One thing we probably all know about Call and Response patterns is that we are keenly aware if there is a failure in the response. Anyone who has been to a workshop, meeting or seminar has had this experience. The person opening the session gives the call, “Good morning!” The required response from the participants is “good morning.” If the response is too weak, the call will be issued again with more emphasis. Normally more people will help with the second response, it meets expectations, and the event can begin. On the rare occasion that the second response is also too weak, instructions may follow and an emphatic call will be given for the third try. I have only rarely seen the third call fail because everyone is aware that the properly enthusiastic “good morning,” has to be delivered by the participants for the event to proceed. To refuse a third time would be more than awkward.
In spoken English I always know when I’m supposed to respond. I may not be able to explain why, but I recognize a call when I hear it. Having the label Call and Response has helped me also tune in to this aspect in ASL because I may not always recognize a call. At times when Deaf people repeat the same thing they’ve just said, but with more emphasis, I now ask myself, “is there something they’ve called for that I’ve failed to provide?”
Part Two – How sorry is SORRY?
Every culture has it’s own role and function for apologies. In mainstream America there are generally two uses for the phrase, “I’m sorry.” The most common is an admission of guilt. It is an expression of a personal failing and fault. It means I admit I did something wrong and I will personally take responsibility for it. The second is an expression of sympathy, usually reserved for a serious loss or trauma.

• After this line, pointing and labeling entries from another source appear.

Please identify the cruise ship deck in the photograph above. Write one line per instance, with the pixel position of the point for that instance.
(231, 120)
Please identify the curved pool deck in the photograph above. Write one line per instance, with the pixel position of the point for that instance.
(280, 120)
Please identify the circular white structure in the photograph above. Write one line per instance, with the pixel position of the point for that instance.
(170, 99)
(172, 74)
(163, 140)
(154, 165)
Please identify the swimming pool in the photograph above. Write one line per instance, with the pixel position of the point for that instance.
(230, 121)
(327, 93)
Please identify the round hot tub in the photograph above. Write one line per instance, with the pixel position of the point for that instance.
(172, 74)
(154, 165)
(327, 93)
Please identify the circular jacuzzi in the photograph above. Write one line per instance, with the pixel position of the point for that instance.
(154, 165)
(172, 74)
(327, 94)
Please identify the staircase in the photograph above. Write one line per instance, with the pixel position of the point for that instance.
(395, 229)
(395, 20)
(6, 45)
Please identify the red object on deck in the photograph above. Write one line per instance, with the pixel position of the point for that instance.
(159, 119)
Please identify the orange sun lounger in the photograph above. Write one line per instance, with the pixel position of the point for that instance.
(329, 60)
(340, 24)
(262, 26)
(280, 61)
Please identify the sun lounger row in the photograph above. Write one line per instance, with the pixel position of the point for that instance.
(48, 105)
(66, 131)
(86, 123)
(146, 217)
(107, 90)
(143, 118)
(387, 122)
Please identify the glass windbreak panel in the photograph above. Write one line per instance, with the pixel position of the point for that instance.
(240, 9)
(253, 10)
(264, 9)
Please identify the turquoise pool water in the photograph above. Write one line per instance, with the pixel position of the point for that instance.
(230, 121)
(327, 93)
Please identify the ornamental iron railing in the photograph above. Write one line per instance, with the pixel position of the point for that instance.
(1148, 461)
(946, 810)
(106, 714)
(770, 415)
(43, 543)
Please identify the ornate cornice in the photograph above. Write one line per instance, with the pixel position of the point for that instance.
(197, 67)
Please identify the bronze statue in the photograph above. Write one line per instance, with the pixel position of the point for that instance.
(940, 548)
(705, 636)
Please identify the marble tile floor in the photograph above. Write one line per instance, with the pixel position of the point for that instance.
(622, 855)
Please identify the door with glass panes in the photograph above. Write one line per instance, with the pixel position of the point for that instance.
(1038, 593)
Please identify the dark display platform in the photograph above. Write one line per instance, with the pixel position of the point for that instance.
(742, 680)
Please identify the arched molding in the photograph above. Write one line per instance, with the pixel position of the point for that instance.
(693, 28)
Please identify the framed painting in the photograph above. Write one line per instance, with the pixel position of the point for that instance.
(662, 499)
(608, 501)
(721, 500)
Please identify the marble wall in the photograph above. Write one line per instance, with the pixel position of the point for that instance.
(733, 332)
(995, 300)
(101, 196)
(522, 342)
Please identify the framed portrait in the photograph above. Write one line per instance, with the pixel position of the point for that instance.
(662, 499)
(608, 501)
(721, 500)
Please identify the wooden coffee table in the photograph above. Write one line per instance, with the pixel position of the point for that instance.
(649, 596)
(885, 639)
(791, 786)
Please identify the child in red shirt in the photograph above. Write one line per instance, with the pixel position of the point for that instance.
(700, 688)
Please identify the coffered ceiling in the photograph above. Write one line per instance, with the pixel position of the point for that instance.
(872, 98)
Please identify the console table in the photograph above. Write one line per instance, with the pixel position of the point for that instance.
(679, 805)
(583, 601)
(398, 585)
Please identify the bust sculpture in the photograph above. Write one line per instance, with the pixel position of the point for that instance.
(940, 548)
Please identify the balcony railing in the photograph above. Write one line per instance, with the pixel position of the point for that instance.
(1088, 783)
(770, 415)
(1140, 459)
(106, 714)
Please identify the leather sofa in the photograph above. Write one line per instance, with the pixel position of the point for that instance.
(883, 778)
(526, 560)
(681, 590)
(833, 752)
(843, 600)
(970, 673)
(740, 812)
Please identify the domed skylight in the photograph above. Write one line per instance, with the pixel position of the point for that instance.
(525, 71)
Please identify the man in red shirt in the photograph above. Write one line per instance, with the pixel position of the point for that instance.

Of course, other cultures have very different meanings for the phrase “I’m sorry,” and different understandings of apology. In Great Britain, when one person bumps into another the person who is bumped says sorry. In Japan there are many uses for apology and Japanese people tend to apologize frequently as ways saving face and reinforcing social status or hierarchy.
So what does SORRY mean in ASL? My observation is that it affirms my relationship with you over whatever else is happening. It means that somehow we will solve this problem together. It does not mean I did something wrong, it just means I acknowledge that this doesn’t feel good and I will work it out with you.
When is an apology called for in the Deaf World? This part is tricky for me. I know it when I see it now but I’m not sure my description will satisfy anyone. Probably the best way to understand it is to use your own eyes, notice where it occurs and check it out with Deaf people. I know it is unscripted. As far as I can tell, it is based more on a feeling, a kind of discord, or a type of interaction, than on a specific set of words or signs. There is something between us that feels bad – a conflict, a misunderstanding, or a difference of perspective. It can even be as simple as disappointing someone, even though their expectations might not have been my responsibility.
What happens when SORRY isn’t delivered at the expected point in a Call and Response exchange in the Deaf World? As in any other culture, the call is offered again with greater emphasis. The story, or “complaint” is repeated with more emotion. And if the apology is still not delivered, then what? In this case an explanation of what is wrong here is usually amped up. The problem in the relationship is now stated explicitly, in detail, often slowly, and with emphasis. If the apology is still not delivered this is a worst-case scenario. As a final attempt to save the relationship someone will probably be instructed to apologize. If the apology still isn’t delivered the relationship may be beyond repair. The connection would then be broken in a fundamental way.
I can use this observation to continue my noticing and checking with Deaf people.
I’m may overuse my SORRY, like a child discovering a new word, until I know exactly where it fits. This is a natural part of incorporating a new skill. It’s ok.
I can continue to ask questions. I can look at where we, the sign language interpreting profession, have a need to use our SORRY in our collaborating with Deaf people. Have there been times when we have not said SORRY when we needed to? How has it affected our relationships?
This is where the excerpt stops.